In 1998, Ellis had already achieved wild success as a young photographer and had even made a film short that was later nominated for an Academy Award. That's when he decided he needed someone else in his life—"To be at that level in fashion can make you selfish," he told the Sunday Times. "I wanted something to save me from thinking only about myself and work. I wanted a dog."

So he went to a breeder and adopted Kubrick, a Hungarian Viszla puppy. On the first night, "I made the mistake of putting him in my bed," Ellis said. "Of course, he stopped crying and that was it for eight years. I had to get a very big bed. He liked to spoon. He'd make a big end-of-the-day noisy sigh, put his head on the pillow and go to sleep."

Ellis and Kubrick became great pals. "He was a 'little bugger', as my mum says." Kubrick became a vital accessory to Ellis' career. "A dog on set calms things down—well, apart from the odd occasion when he would jump on the table and eat lunch. I never used him as a prop. He was a poseur, though. He knew the protocol in front of the camera, knew to sit still until he was released."
Years down the line, when Kubrick was diagnosed with lymphatic cancer, and had tumors removed from his tongue and paw, doctors gave him only three months to live.

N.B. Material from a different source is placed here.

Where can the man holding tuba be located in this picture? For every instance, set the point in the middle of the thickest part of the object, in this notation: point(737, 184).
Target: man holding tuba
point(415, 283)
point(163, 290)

Kubrick went on to live another 18 months, when he began slowing down and sleeping downstairs. "Kublick had a good mind and a strong heart," Ellis said. "He was still having fun and playing. But I knew there was going to be a time when the pain would be too much and I'd have to make a decision, and that day was coming."

When that day came, Ellis gave him a sausage. "Chomp, chomp, it was gone," he recounts with an affectionate laugh. "We took him over to the fire in my sister's garden, wrapped him in a blanket and he lay down his head. The last bit is still very raw. To have my best friend lying in my arms like a rag doll... I don't remember much, just the pain of it.

"My brother-in-law made him a beautiful coffin. We filled it with his bed, his lead, his favourite toys. There's no gravestone. We just planted a blossom tree."